Macroscopic anatomy of the great vessels of the ringed seal (Phoca hispida)
The ringed seal [Pusa (Phoca) hispida], as well as other seals, exhibits unique anatomical properties when compared to its terrestrial counterparts. In the ringed seal, the most conspicuous marine adaptation is the aortic bulb. This large dilatation of the ascending aorta is comparable to that found in other seal species and marine mammals. The branches of the ascending aorta (brachiocephalic trunk, left common carotid artery and left subclavian artery) are similar to those of higher primates and man. The peculiarities of the venous system are: three pulmonary veins, a pericardial venous plexus, a caval sphincter, a hepatic sinus with paired caudal vena cavae and a large extradural venous plexus. Generally, three common pulmonary veins (right, left and caudal) empty into the left atrium. The pericardial venous plexus lies deep to the mediastinal pericardial pleura (pleura pericardica) on the auricular (ventral) surface of the heart. The caval sphincter surrounds the caudal vena cava as it passes through the diaphragm. Caudal to the diaphragm, the vena cava is dilated (the hepatic sinus), and near the cranial extremity of the kidneys, it becomes biphid.
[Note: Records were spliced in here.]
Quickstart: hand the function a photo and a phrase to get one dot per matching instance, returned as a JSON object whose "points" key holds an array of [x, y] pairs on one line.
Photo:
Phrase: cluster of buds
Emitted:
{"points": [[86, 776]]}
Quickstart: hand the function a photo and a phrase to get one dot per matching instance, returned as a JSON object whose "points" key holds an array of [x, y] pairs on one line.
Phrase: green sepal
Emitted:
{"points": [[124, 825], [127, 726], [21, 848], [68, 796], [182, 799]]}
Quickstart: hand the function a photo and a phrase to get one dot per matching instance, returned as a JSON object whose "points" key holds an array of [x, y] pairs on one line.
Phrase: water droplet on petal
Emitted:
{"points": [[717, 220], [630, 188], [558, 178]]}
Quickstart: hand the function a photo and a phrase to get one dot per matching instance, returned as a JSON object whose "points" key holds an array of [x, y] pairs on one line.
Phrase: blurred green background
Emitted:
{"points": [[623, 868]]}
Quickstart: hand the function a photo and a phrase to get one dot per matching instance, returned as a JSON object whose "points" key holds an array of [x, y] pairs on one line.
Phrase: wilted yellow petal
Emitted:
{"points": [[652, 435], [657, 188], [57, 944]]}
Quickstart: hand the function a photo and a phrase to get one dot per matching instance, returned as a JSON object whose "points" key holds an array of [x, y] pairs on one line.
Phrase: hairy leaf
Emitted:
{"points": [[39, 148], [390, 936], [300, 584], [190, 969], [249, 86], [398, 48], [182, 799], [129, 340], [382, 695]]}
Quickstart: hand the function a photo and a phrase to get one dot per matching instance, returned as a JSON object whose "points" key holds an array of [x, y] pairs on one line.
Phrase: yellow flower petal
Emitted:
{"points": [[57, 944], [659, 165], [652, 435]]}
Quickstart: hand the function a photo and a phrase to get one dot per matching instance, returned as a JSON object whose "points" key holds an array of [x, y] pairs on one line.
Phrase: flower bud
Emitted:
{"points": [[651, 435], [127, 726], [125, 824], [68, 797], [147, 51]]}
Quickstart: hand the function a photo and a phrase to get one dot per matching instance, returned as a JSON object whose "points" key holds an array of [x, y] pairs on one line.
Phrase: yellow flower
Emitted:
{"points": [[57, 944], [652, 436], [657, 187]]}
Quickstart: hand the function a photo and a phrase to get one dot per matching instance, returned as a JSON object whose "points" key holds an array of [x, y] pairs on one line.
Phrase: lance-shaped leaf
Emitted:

The azygos vein is formed from the union of the right and left azygos veins at the level of the 5th thoracic vertebra. Cardiovascular physiological studies show some of these anatomical variations, especially of the venous system and the ascending aorta, to be modifications for diving. This investigation documents the large blood vessels associated with the heart and related structures in the ringed seal.
H Smodlaka, Robert W. Henry, and Robert B. Reed. "Macroscopic anatomy of the great vessels of the ringed seal (Phoca hispida)" Anatomia, Histologia, Embryologia: Journal of Veterinary Medicine Series C 38.3 (2009): 161-168.